Hello, my name's Davey and i just bought an old Ford 8N tractor. When the man brought it to me, he showed me it was running great. He cut it off and started it several times and it started and ran great every time. Next day i went out to start it and flooded it. I tried to start it again a while later but the bendix wouldn't engage and it just spun . I figured it needed a new bendix so i went ahead and bought a new starter with drive. I also bought a new selenoid . I installed it and knew it was going to start, but nope, still just spins. Flywheel ring gear looks great so i am lost. Can anyone think of what i should do? Any help is appreciated . Thanks!


----------



## pogobill (Jan 31, 2012)

Is the battery charged up? Is your tractor 6 or 12 volts? 
The same thing happened to me when I bought my '57 Case 320 backhoe. The perpetrator... I mean seller, must have just taken the unit off the battery charger when I showed up. He fired it up a few times, we ran it through all the functions and it was great. Loaded it on a flatbed and hauled it home. One hour drive.... wouldn't start to get it off the flatbed! Had to boost it. A short in the wiring drained the battery.
Anyways, make sure the battery is charged up and see if that helps.


----------



## Davyboy65 (Dec 1, 2017)

pogobill said:


> Is the battery charged up? Is your tractor 6 or 12 volts?
> The same thing happened to me when I bought my '57 Case 320 backhoe.

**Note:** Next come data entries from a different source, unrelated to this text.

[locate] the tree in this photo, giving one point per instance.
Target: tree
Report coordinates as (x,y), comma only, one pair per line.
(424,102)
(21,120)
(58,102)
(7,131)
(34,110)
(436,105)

The perpetrator... I mean seller, must have just taken the unit off the battery charger when I showed up. He fired it up a few times, we ran it through all the functions and it was great. Loaded it on a flatbed and hauled it home. One hour drive.... wouldn't start to get it off the flatbed! Had to boost it. A short in the wiring drained the battery.
> Anyways, make sure the battery is charged up and see if that helps.


 Hi , i have a good battery charger and have tried charging the battery and do boost the tractor every time, but it isn't that. It's a 12 volt system. Thanks for the reply.


----------



## harry16 (Dec 8, 2011)

The seller knew exactly what it took to get it to crank. Had to be the battery. Take your battery to an auto parts shop and have it load tested. 

Also, clean your battery connections and especially the ground connections.


----------



## Davyboy65 (Dec 1, 2017)

harry16 said:


> The seller knew exactly what it took to get it to crank. Had to be the battery. Take your battery to an auto parts shop and have it load tested.
> 
> Also, clean your battery connections and especially the ground connections.


Not the battery. I went and bought a new battery even though the old one was good. I also have a commercial charger i tried boosting it with even though i knew it isn't the battery. Just frustrated. I took the starter back off and used a pry bar to move the ring gear. It isn't slipping, but it sure was hard even moving it a little bit. It seems to me it wouldn't be that hard when it's in neutral. I have tried everything i can do, but still it won't engage the bendix. If the seller was screwing me , i sure don't see how. I checked it out with a fine tooth comb and started it several times etc... The battery was never bad. I just don't know why it took so much effort to move the flywheel ring gear. Next day it almost started, but i flooded it and after that it would not engage the bendix. Thank you for your help.


----------



## Davyboy65 (Dec 1, 2017)

pogobill said:


> Is the battery charged up? Is your tractor 6 or 12 volts?
> The same thing happened to me when I bought my '57 Case 320 backhoe. The perpetrator... I mean seller, must have just taken the unit off the battery charger when I showed up. He fired it up a few times, we ran it through all the functions and it was great. Loaded it on a flatbed and hauled it home. One hour drive.... wouldn't start to get it off the flatbed! Had to boost it. A short in the wiring drained the battery.
> Anyways, make sure the battery is charged up and see if that helps.


 The seller brought it to me. He drove almost two hours here, and it started right up. He was here several hours just talking about some land i am thinking of selling. We went to look at it and were gone several hours. When we got back the tractor started right up. I've owned about ten tractors but never an 8n . I will figure out what's wrong eventually. Thank you for your help.


----------



## pogobill (Jan 31, 2012)

If it doesn't even turn over, it could very well be a ground. If it does turn over, could be a sticky governor rod, burnt points if you left the power on, or even flooded if the fuel wasn't shut off under the gas tank. They are gravity feed and if the carb leaks past the float somewhat, the fuel has to go somewhere.


----------



## Davyboy65 (Dec 1, 2017)

Would any of those possibilities cause the bendix to not engage with the ring gear? The engine can't turn over if the starter isn't engaging the flywheel right? Thanks!


----------